Karena pintu yang tertahan tetap terbuka cukup lama, Kate segera keluar lagi dari lift sebelum pintunya tertutup sempurna. Jantung Kate terasa akan jatuh saat melirik ke belakang, pria bertopi dan bermasker hitam itu juga mengikutinya keluar dari lift. Tak ada yang bisa Kate pikirkan selain menuju lobi yang cukup ramai saat itu.

Ia berusaha tetap berjalan dengan tenang seraya waspada sambil mencari kontak di ponselnya. Urung saat menatap nama Elena, ia beralih mencari nama lain. Setelah terdiam dua – tiga detik, jarinya menyentuh tombol panggil. Panggilan langsung tersambung.

“Tolong aku. Ada yang mengikutiku.”

“Aku sudah dekat. Tenanglah.”

Kate mengerutkan kening saat pria yang diteleponnya itu langsung menutup panggilan begitu saja. Ia kembali melirik ke arah pria bertopi yang saat ini duduk di sofa tak jauh dari tempatnya berdiri.

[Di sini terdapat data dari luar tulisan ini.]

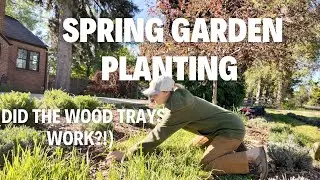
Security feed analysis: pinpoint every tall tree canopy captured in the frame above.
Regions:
[140,0,320,107]
[30,0,138,91]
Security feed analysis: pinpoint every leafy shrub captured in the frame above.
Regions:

Jantungnya terasa hampir berhenti saat melihat pria serba hitam itu berdiri dan berbalik untuk menatapnya. Dengan sigap, Kate mengalihkan pandangan ke tempat lain. Ia terus berdoa dalam hati. Hingga terdistraksi oleh orang-orang yang menatap ke satu arah. Seorang pria tampan dan tinggi dengan pakaian serba mewah berjalan cepat ke arahnya. Kate masih mendengar suara orang-orang di lobi itu.

“Wah, tampan sekali dia. Apa dia juga penghuni apartemen ini?”

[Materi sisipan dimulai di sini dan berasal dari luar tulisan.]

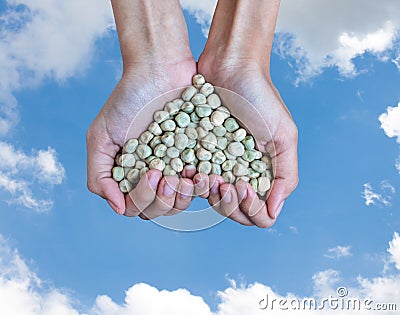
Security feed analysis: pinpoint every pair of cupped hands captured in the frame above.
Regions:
[87,54,298,228]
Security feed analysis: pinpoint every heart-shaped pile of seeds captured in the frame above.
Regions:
[112,74,273,197]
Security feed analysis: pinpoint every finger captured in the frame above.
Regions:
[126,169,162,216]
[236,181,275,228]
[181,165,196,179]
[208,174,225,215]
[141,176,179,220]
[219,184,254,226]
[193,173,210,199]
[166,178,194,215]
[86,129,125,214]
[267,133,298,219]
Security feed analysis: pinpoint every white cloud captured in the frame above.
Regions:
[324,245,352,259]
[0,233,400,315]
[181,0,400,82]
[0,141,65,212]
[0,0,113,211]
[362,180,396,207]
[379,103,400,143]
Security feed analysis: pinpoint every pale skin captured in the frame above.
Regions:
[87,0,298,228]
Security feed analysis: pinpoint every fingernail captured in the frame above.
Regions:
[211,181,218,194]
[164,181,175,197]
[222,190,232,203]
[274,200,285,219]
[148,174,158,189]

Sedangkan yang lain berkomentar, “Aku baru tahu ada pria sesempurna itu tinggal di apartemen yang sama dengan kita.”

Pria yang menjadi bahan pembicaraan banyak orang itu kini berdiri tepat di hadapannya lalu dengan santai menggamit pinggangnya.

“Apa yang terjadi?” bisiknya dengan senyum lebar.